Übrigens gefällt auch mir ME2 -obwohl ich mich eigentlich zur Old-School-RPG-Fraktion zähle- deutlich besser als der Vorgänger. Der 4P-Test inklusive Wertung ist für mich, auch wenn ich nicht mit allen Kritikpunkten d'accord gehe, allerdings trotzdem vollkommen nachvollziehbar.
Rooster schrieb am
ItsPayne hat geschrieben:Für mich eines der überzeugendsten spiele der letzten 5 jahre. Endlich mal wieder ein game zum abtauchen und mitfiebern mit den protagonisten. Sprich: Ein game mit seele.
Welche art von RPG das spiel nun letztendlich ist ist mir völlig egal. Es geht auf! Ich fand ME2 übrigends um welten besser als ME1. Die kürzungen in der equipverwaltungen waren für mich schnitte an der richtigen stelle (gott hat das mit den vielen sinnlosen items in ME1 genervt!).
Die damaligen FinalFantasy spiele waren doch auch nicht so überragend weil sie ein tolles gameplay gehabt hätten.

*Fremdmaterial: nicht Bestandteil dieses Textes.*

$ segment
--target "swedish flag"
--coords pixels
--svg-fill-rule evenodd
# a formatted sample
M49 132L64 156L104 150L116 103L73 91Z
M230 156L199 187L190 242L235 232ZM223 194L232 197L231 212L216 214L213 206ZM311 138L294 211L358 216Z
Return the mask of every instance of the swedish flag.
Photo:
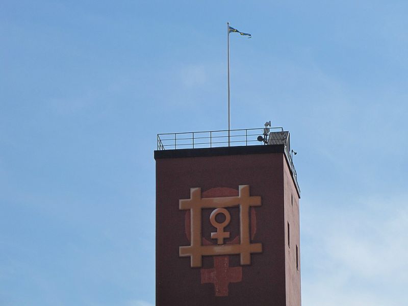
M251 35L251 34L248 34L248 33L243 33L242 32L239 32L236 29L234 29L232 27L230 27L229 26L228 27L228 34L231 33L232 33L232 32L237 32L237 33L239 33L241 35L246 35L247 36L249 36L248 37L248 38L250 38L251 37L252 37L252 35Z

Sie waren es, weil die handlung filmreif erzählt wurde und man mit den figuren mitfiebern und leiden konnte.
ME2 ist genau so ein spiel und ich freu mich riesig auf den nachfolger.

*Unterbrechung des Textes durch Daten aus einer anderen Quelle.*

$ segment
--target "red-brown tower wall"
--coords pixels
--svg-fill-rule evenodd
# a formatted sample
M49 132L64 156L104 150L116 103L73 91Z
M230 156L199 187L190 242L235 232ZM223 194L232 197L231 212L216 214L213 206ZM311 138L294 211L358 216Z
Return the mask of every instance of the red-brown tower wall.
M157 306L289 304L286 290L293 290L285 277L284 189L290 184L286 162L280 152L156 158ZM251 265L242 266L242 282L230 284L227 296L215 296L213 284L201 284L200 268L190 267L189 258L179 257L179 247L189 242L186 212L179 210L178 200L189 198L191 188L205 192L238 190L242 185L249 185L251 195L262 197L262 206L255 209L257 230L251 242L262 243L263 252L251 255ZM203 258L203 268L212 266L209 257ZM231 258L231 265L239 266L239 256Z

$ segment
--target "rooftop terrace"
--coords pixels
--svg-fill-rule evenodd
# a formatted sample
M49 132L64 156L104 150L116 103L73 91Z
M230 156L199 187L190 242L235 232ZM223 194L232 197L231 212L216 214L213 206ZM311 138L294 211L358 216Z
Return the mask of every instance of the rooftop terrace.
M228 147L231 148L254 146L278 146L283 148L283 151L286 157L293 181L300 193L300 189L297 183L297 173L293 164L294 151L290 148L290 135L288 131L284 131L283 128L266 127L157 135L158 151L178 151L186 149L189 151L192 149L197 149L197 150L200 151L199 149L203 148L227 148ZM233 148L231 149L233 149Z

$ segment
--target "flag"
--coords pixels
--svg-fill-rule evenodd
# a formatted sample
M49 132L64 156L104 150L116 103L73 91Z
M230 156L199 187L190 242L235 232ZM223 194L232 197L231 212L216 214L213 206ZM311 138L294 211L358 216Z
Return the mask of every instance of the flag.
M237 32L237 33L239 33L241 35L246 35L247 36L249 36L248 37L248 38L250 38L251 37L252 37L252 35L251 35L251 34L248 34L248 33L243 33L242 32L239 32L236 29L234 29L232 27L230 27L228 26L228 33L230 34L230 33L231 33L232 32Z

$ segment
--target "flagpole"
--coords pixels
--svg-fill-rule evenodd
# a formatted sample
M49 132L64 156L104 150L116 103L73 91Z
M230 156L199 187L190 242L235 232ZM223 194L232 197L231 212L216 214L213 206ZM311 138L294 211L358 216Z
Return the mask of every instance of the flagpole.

Für mich hat 4players hier großen mist gebaut, diesen großartigen titel so konsequent zu verleugnen, weil er den RPG vorstellungen eines gewissen redakteurs nicht gerecht wurde.

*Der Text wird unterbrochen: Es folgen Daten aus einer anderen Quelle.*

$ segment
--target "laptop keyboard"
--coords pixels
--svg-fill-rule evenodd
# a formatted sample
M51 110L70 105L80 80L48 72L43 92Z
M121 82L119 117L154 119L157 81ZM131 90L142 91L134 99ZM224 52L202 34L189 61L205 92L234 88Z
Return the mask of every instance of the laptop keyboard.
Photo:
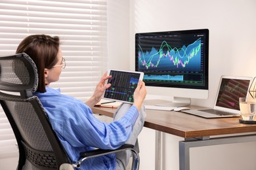
M233 114L236 115L236 114L234 114L234 113L224 112L224 111L221 111L221 110L217 110L215 109L203 109L203 110L205 112L211 113L211 114L220 115L220 116L233 115Z

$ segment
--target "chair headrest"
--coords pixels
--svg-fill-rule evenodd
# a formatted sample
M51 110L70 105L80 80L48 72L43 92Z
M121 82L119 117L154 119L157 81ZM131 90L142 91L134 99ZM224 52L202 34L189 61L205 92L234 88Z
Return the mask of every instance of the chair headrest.
M0 90L29 94L36 91L37 69L26 53L0 57Z

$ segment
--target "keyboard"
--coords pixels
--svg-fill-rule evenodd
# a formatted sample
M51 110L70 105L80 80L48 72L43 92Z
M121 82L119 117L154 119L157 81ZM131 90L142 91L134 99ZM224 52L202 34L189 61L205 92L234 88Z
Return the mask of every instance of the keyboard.
M221 111L221 110L217 110L215 109L203 109L203 112L213 114L217 114L217 115L220 115L220 116L226 116L226 115L237 115L236 114L228 112L224 112L224 111Z
M167 106L145 105L145 109L151 109L151 110L171 111L175 109L175 107L167 107Z

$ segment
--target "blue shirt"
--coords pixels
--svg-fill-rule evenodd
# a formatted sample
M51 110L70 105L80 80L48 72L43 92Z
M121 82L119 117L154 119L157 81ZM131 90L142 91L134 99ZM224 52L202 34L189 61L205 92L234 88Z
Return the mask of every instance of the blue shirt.
M60 94L60 90L46 87L45 93L34 93L41 102L54 131L70 160L75 162L79 153L100 148L116 149L125 144L139 116L133 106L118 120L110 124L96 118L90 107L72 97ZM115 154L88 159L81 169L115 169Z

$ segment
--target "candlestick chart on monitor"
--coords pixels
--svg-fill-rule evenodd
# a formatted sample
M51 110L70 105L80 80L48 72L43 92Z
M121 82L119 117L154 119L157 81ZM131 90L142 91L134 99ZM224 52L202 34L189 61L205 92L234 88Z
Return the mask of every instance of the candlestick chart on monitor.
M203 83L203 39L191 35L144 36L137 43L137 67L146 82L170 81L175 84Z

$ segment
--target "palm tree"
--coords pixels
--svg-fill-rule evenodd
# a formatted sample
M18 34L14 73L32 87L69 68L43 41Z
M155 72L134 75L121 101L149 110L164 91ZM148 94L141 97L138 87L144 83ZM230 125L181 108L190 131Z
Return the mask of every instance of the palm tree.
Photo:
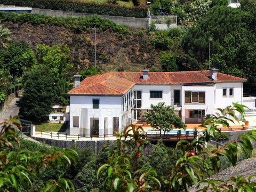
M5 28L2 25L0 25L0 42L2 44L2 45L0 44L0 47L7 48L8 47L8 43L12 41L10 37L11 33L9 29Z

Für mich Biowares bestes werk.
deine aussage kann ich nur unterschreiben. das konzept von ME geht einfach voll und ganz auf und ergibt eines der besten spiele der letzen paar jahre. egal ob man es als RPG oder shooter sieht ME ist einfach eine klasse für sich. einfach mal genre denken über bord werfen und ein geniales scifi abenteuer genießen!
ico schrieb am
Andrew Kay hat geschrieben:Würde das Game gerne zocken, da ich aber nur eine PS3 besitze, habe ich den ersten Teil logischerweise nicht gezockt. Was meint ihr? Reicht die Comic Einführung in der PS3 Version von Mass Effect 2 um die Story zu durchblicken? Oder würdet ihr vollkommen davon abraten, ohne den ersten Teil zu kennen, den zweiten anzufangen?
Ich hab auch "nur" eine PS3 und konnte aber den ersten Teil auf einer geliehen Xbox spielen. Meine Freundin hatte mit dem interaktiven Comic und mit der PS3 Version ME2 gespielt und ich behaupte mal ihr hat es keinen Abbruch getan. Ich war zwar an der ein oder anderen Stelle etwas emotionaler, da ich die Charaktere kannte, aber das wars auch schon.
johndoe1044785 schrieb am
ging mir genauso und ich würde einfach mal behaupten, du kannst es bedenkenlos spielen.